How do you keep mindfulness alive during particularly boring bouts at work?

I'm a tad bit at a loss on this one. I've tried deep breaths and re-focusing on reading materials that I don't really have to read but could read for work. In the end I just keep going back to reading things online and it makes me feel a little bit like I'm slowly going crazy. By reading random things online, visiting the same blogs over and over again I'm trying to do the opposite of mindfulness. I'm trying to escape from the present moment, from the reality of my situation, and at first it sounds like fun. Or like, oh, well, I just catch up on some gossip or news or whatever during this downtime, but it quickly spirals into nothingness and makes me feel crazy.

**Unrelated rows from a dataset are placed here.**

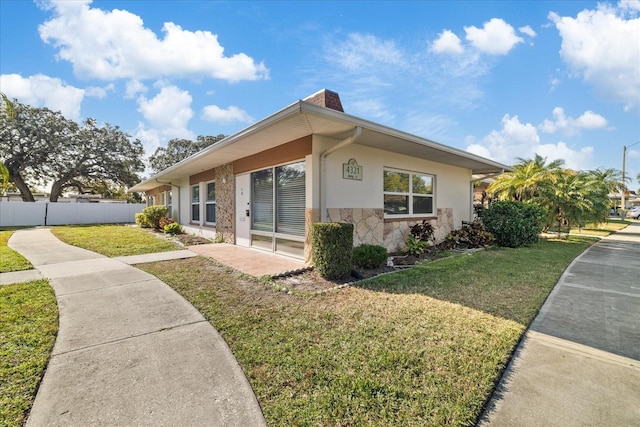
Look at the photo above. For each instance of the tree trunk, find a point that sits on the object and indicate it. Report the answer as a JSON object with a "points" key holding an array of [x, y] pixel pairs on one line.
{"points": [[16, 178], [56, 191]]}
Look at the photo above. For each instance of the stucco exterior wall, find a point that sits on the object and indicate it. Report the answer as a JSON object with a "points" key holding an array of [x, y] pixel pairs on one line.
{"points": [[224, 226], [361, 201]]}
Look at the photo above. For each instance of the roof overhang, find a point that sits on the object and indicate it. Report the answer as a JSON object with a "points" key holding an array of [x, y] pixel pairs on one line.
{"points": [[303, 119]]}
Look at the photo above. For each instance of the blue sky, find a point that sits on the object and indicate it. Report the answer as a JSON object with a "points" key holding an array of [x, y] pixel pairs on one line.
{"points": [[499, 79]]}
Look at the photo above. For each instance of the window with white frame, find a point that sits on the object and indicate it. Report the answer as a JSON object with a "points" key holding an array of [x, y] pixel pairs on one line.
{"points": [[195, 203], [210, 203], [408, 193]]}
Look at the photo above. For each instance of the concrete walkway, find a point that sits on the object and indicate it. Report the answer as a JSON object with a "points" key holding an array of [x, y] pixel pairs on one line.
{"points": [[130, 350], [579, 363]]}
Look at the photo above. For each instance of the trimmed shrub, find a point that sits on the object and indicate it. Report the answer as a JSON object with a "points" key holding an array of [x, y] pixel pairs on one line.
{"points": [[369, 256], [164, 221], [332, 245], [514, 224], [141, 220], [153, 215], [416, 247], [173, 228]]}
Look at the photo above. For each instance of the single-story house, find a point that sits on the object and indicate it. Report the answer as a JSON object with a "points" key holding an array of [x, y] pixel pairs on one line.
{"points": [[264, 186]]}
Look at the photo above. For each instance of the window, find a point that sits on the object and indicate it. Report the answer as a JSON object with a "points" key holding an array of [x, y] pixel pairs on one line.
{"points": [[210, 203], [290, 199], [408, 193], [195, 203], [262, 200], [278, 197]]}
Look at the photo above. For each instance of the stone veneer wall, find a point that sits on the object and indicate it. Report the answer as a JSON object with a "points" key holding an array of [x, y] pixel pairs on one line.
{"points": [[225, 202], [311, 216], [397, 231], [370, 227], [368, 223]]}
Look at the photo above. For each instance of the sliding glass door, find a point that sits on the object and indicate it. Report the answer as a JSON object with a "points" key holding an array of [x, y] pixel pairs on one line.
{"points": [[278, 206]]}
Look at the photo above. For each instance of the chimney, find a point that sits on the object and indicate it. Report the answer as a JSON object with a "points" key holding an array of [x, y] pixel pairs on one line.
{"points": [[326, 98]]}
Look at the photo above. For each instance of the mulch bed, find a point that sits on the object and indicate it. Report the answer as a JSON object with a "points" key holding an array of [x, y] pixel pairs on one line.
{"points": [[312, 281]]}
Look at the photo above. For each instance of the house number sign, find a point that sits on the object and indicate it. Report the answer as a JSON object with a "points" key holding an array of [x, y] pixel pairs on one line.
{"points": [[351, 170]]}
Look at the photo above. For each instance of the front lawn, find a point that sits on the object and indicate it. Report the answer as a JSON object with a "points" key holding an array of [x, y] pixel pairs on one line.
{"points": [[114, 240], [11, 260], [28, 328], [601, 230], [419, 347]]}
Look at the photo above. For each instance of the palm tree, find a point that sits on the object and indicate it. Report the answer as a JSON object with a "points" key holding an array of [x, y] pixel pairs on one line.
{"points": [[525, 182], [4, 172]]}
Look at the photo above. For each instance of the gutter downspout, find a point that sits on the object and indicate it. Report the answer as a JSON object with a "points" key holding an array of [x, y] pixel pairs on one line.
{"points": [[472, 196], [178, 187], [357, 131]]}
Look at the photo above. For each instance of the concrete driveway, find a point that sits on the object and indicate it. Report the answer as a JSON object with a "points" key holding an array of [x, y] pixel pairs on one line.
{"points": [[579, 363]]}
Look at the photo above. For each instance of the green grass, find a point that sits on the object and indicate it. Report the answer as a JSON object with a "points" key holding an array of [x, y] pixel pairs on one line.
{"points": [[504, 282], [422, 347], [11, 260], [113, 240], [28, 328], [601, 230]]}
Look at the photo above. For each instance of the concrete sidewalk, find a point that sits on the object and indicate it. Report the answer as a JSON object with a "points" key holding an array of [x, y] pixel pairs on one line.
{"points": [[579, 363], [130, 350]]}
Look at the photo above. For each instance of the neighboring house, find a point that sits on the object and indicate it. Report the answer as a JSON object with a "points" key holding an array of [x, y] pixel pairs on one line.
{"points": [[265, 186]]}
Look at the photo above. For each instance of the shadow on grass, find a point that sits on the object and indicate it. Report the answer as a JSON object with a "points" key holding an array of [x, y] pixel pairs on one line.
{"points": [[508, 283]]}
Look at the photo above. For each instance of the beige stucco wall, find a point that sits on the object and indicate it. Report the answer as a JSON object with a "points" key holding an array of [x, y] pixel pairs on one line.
{"points": [[361, 202], [223, 177]]}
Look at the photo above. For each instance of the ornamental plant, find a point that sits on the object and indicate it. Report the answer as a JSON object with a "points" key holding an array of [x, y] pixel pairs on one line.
{"points": [[369, 256], [514, 224], [332, 245]]}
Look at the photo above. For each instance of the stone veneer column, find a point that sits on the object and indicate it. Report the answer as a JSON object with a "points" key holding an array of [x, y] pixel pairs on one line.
{"points": [[368, 223], [311, 216], [225, 201]]}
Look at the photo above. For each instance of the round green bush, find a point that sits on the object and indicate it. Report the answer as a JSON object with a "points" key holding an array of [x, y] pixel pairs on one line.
{"points": [[369, 256], [332, 245], [173, 228], [514, 224]]}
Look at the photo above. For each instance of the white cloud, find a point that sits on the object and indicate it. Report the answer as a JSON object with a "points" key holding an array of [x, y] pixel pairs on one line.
{"points": [[169, 109], [133, 88], [576, 160], [496, 37], [374, 108], [632, 6], [213, 113], [44, 91], [167, 115], [362, 51], [448, 43], [602, 47], [528, 31], [115, 44], [99, 92], [520, 140], [570, 126]]}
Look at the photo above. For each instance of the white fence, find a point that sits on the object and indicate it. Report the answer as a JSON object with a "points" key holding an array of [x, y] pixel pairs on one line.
{"points": [[46, 213]]}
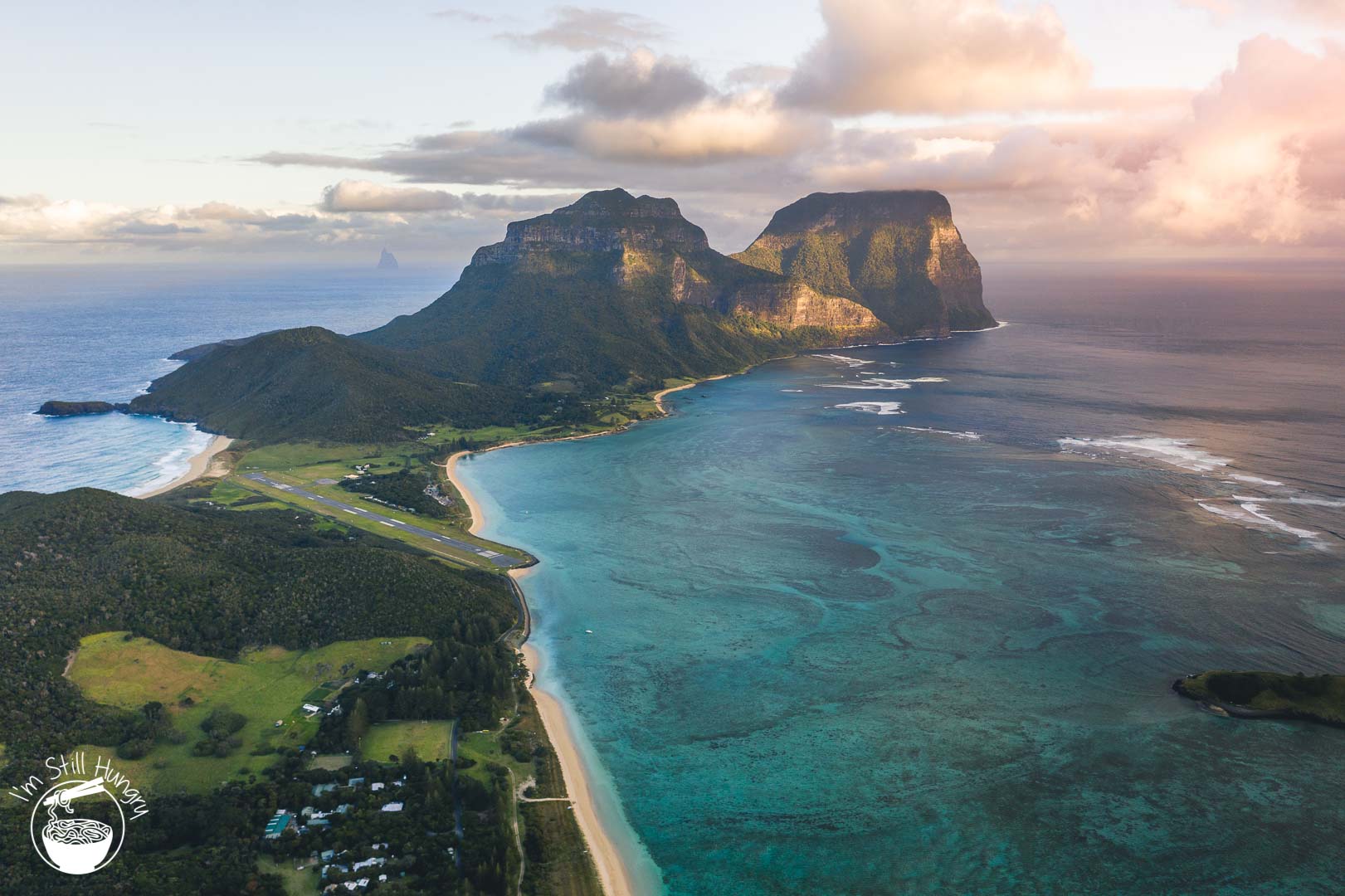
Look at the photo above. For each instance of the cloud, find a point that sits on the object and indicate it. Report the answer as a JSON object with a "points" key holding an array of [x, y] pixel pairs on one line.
{"points": [[587, 28], [937, 56], [1330, 12], [636, 84], [1260, 153], [365, 195], [758, 75], [147, 229], [465, 15]]}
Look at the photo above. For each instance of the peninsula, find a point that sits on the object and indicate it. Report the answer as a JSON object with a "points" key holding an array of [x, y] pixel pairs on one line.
{"points": [[344, 458], [1265, 694], [595, 303]]}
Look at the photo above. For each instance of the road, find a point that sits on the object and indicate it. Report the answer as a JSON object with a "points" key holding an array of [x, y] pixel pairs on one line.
{"points": [[504, 562]]}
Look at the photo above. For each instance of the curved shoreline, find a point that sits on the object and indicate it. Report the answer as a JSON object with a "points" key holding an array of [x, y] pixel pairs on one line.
{"points": [[612, 869], [197, 467], [613, 872]]}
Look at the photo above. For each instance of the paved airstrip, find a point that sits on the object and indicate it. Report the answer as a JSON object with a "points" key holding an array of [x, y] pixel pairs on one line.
{"points": [[493, 556]]}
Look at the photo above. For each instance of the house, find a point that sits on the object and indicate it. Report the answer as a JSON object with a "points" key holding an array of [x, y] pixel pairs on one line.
{"points": [[279, 825]]}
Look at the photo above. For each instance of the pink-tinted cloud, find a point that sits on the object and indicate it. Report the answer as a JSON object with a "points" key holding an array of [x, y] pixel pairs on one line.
{"points": [[1260, 153], [938, 56]]}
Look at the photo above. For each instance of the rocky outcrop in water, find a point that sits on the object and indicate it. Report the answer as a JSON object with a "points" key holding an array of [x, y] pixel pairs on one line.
{"points": [[78, 408]]}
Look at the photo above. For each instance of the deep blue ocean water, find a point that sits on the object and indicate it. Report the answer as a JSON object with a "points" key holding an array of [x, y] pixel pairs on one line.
{"points": [[899, 619], [103, 333], [904, 619]]}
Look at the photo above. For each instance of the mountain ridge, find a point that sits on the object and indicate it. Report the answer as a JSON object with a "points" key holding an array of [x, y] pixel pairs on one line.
{"points": [[610, 292]]}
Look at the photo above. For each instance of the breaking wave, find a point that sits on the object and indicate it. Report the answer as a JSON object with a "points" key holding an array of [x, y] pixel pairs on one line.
{"points": [[881, 408], [1245, 510]]}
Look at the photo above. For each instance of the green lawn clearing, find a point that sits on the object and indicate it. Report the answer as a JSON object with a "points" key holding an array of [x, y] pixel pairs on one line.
{"points": [[266, 685], [429, 739]]}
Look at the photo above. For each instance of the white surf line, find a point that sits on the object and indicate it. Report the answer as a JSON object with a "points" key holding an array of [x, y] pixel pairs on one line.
{"points": [[880, 408]]}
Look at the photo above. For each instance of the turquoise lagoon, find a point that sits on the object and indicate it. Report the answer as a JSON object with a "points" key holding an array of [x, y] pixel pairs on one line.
{"points": [[904, 619]]}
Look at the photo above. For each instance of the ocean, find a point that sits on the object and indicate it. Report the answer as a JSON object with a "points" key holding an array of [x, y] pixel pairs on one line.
{"points": [[905, 618], [883, 619], [103, 333]]}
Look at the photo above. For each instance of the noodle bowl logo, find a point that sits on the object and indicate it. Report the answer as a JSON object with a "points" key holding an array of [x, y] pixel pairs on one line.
{"points": [[80, 822]]}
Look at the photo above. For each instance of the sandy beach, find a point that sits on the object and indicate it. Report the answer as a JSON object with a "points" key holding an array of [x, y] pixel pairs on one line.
{"points": [[611, 868], [658, 396], [198, 467]]}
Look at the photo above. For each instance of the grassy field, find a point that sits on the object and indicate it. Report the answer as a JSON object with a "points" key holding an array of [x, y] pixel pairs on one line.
{"points": [[266, 685], [299, 881], [331, 762], [431, 740], [307, 465]]}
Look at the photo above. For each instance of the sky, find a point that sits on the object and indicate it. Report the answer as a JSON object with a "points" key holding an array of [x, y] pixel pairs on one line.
{"points": [[1067, 131]]}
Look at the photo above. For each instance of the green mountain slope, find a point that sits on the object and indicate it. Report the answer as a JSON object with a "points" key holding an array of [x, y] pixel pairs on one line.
{"points": [[612, 291], [206, 582], [315, 383], [593, 292]]}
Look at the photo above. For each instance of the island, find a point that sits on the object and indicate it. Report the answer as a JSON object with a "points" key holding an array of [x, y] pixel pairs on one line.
{"points": [[311, 640], [78, 408], [1265, 694]]}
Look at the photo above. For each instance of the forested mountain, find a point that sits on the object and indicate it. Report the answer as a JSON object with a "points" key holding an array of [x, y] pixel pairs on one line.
{"points": [[612, 291]]}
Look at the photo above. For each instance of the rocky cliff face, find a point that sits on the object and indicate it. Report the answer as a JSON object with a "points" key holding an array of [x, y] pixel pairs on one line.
{"points": [[894, 253], [655, 251], [600, 221]]}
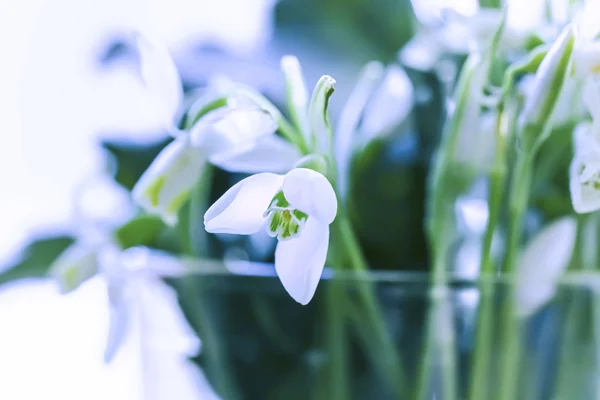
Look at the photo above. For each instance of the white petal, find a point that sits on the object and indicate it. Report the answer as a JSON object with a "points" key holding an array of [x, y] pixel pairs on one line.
{"points": [[296, 92], [584, 196], [586, 58], [299, 262], [391, 104], [544, 260], [586, 163], [240, 210], [269, 154], [161, 78], [591, 98], [311, 193], [228, 129], [119, 314], [166, 184]]}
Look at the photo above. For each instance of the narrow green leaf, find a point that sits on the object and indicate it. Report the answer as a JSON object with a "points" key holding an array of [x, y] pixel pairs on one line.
{"points": [[37, 258], [140, 231]]}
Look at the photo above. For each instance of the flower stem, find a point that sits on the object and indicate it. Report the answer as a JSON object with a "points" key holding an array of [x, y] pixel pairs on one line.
{"points": [[382, 351], [519, 196], [195, 239], [337, 338], [485, 323]]}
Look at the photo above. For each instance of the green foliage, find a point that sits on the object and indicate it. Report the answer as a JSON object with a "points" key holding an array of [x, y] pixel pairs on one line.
{"points": [[37, 258], [386, 203], [140, 231], [132, 159]]}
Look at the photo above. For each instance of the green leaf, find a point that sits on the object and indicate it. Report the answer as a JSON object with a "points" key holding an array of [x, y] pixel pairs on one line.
{"points": [[386, 202], [140, 231], [132, 159], [37, 258]]}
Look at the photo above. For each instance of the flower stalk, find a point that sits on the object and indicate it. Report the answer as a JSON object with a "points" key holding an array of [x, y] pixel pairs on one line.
{"points": [[534, 130]]}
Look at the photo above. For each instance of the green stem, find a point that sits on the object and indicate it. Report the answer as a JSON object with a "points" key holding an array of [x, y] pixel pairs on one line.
{"points": [[439, 309], [490, 3], [485, 322], [382, 351], [337, 338], [519, 196], [195, 239]]}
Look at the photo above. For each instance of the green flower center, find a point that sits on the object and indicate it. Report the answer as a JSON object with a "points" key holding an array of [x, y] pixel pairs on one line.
{"points": [[283, 221]]}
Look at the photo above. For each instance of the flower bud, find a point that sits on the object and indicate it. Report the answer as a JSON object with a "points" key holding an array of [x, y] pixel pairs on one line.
{"points": [[549, 81], [317, 112], [167, 183], [74, 266]]}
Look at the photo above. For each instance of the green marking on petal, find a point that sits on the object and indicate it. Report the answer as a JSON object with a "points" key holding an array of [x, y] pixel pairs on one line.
{"points": [[283, 221], [71, 277], [154, 189], [300, 215], [279, 200]]}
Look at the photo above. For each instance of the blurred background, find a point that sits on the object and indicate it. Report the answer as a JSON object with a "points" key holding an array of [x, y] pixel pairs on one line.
{"points": [[73, 111]]}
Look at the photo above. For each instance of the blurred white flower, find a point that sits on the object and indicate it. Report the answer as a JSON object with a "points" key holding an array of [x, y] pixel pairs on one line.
{"points": [[161, 80], [143, 305], [297, 208], [584, 172], [542, 263]]}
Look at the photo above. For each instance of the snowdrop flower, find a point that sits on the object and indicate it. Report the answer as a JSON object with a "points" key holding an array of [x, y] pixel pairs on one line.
{"points": [[584, 172], [542, 263], [160, 77], [235, 139], [144, 308], [548, 83], [297, 208]]}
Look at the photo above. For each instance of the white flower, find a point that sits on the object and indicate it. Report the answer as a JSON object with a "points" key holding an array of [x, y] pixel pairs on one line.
{"points": [[166, 184], [235, 139], [584, 172], [297, 208], [145, 310], [542, 263], [161, 79]]}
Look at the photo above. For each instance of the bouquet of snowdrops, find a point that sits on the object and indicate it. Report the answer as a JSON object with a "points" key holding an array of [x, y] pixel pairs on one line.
{"points": [[521, 102]]}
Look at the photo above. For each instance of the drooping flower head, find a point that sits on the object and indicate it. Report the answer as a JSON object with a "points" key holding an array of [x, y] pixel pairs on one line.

Should I just accept the random internet stuff as wanderings of my mind the same way that I accept the thoughts that pop up during meditation. Should I, as I do with thoughts during meditation, gently x-out of the web browser when it's obvious that I'm just aimlessly clicking away. This would follow the same idea as gently ignoring thoughts during meditation by saying "thinking" silently to myself and re-focusing on meditating. Could I do that at work? Could I say "mindlessly clicking" to myself and re-focus on my work or something else that is meaningful, such as writing for my blog or reading academic works online. I honestly don't even know if reading articles of a more academic nature would be any better. There's something about the glare of the computer screen that makes me feel crazy. Now, if I'm typing I feel fine.